Banks, Credit Unions, and Online Financing companies can approve or deny your application based on only your credit score, [Name] has a unique approach. They look at your entire financial situation, including your credit score and income, before deciding if you qualify for a loan and will make sure you get the best car loan rates available.
Why Car Loan Rates Matter When Purchasing A Car
Your interest rate is very important whether you are buying a new or used car. The rate you are offered will determine how much you will be paying on the loan over a long period of time. Even if your rate has a small difference from other rates, it can still make a difference in what you pay. Let’s say you are looking to finance a $25,000 car loan to pay off over 5 years, your interest rate will be 6.5%. Your monthly payment will be $489 and the interest you will payout will come out to $4,346 over the length of the loan.
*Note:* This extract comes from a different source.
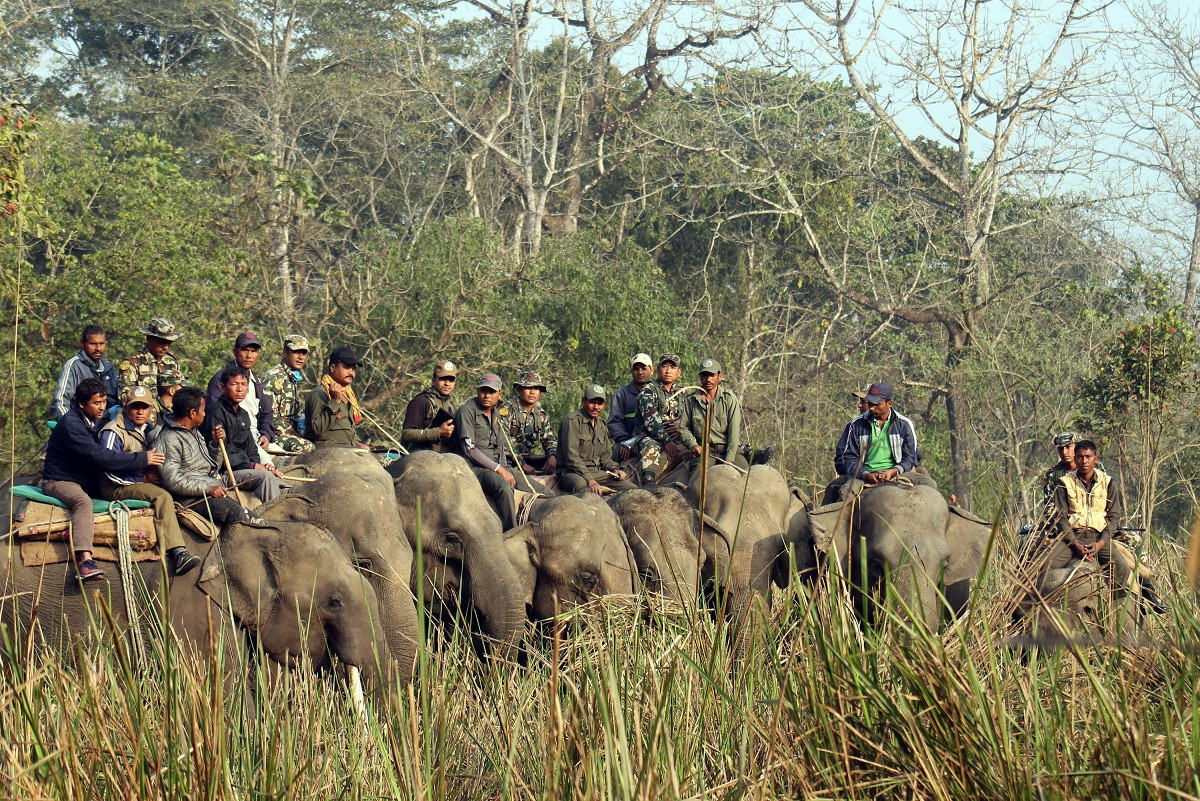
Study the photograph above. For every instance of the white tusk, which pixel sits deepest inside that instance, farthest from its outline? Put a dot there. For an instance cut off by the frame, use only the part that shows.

On the other hand, you have a 5.5% interest rate, it will drop your monthly payment to $478, reducing the interest to $3,652 by the end of the loan. You have just saved $700 in interest with an interest rate that is just slightly 1% lower.
The bottom line, the lower your rate means the lower your monthly payment will be. It can be very helpful if you want to keep your payments within a range that will work with your budget.
What Influences Your Loan Rates
Here is a list of things that lenders look at when determining an interest rate:
- Your credit history and credit score
- Your income
- Your employment history.
- The age of the vehicle
- Vehicle value
- The length of the loan
- The amount of your down payment
Car loan rates in Canada are influenced by The Bank of Canada’s interest rate policy. If interest rates are on the rise, you will probably pay a higher car loan interest rate. On the other hand, if rates drop, your car loan interest rate should drop as well. 822
How You Can Improve Your Chances For The Best Car Loan Interest Rates
There are several things you can do to improve your chances of getting a great interest rate:
Improve Your Credit Score
If your credit score or history is poor, you can actually turn it around. Make sure you pay your bills on time, keep your balance on your credit cards down to a minimal, and do not apply for any new credit at this time.
Increase The Amount For Your Down Payment
If you can possibly put down more money for your down payment, you will have a smaller loan which might help you get a lower interest on your car loan.
Sit Down & Work It Out With Your Lender
If your credit is far from great or you are new to the workplace so your employment history is not great, you should sit down with your lender so they understand your situation. At [Name], poor credit is not an obstacle to get financed. They will work with borrowers for every kind of credit background and look at more than just your credit score to get you approved.